Implementation of MedicalLetterAI concepts using Stanford's pretrained models in CoreNLP and the Tesseract-OCR engine and pytesseract module.
Program execution:
NOTE: To run the code, you must install unzip the stanford-ner-2017-06-09.zip into a file called nerzip in the root dir to run any code in these files.
The main program can be executed by entering the main app folder, and running: $python3 main.py --d
Input directory may contain an arbitrary amount of pdf's with minimal preprocessing required. The PDFs must be of relatively high quality, for the OCR engine to accurately recognize the words, and the page mustn't be skewed or rotated in orientation.

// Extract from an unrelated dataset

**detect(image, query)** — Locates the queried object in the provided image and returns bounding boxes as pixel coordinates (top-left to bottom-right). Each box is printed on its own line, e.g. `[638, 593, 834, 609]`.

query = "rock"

Output is in the form of numbered text files, corresponding to the alphabetically ordered contents of the input directory folder. Each txt file contains the encountered "person" names in the pdf document, in order of appearance, followed by a "#####reached EOF or error occured#####" symbolizing the EOF. A single line is generated after that line, specifying the hypothesized name of the patient discussed in the pdf medical letter. The hypothesis is based on a intuitive heuristic which assigns the patient name based on the the highest number of the following fields matching in the pdf: -Patient first or last name -Personal Health Number -Date of Birth
The heuristic may not always be accurate, so there is room for improvement here.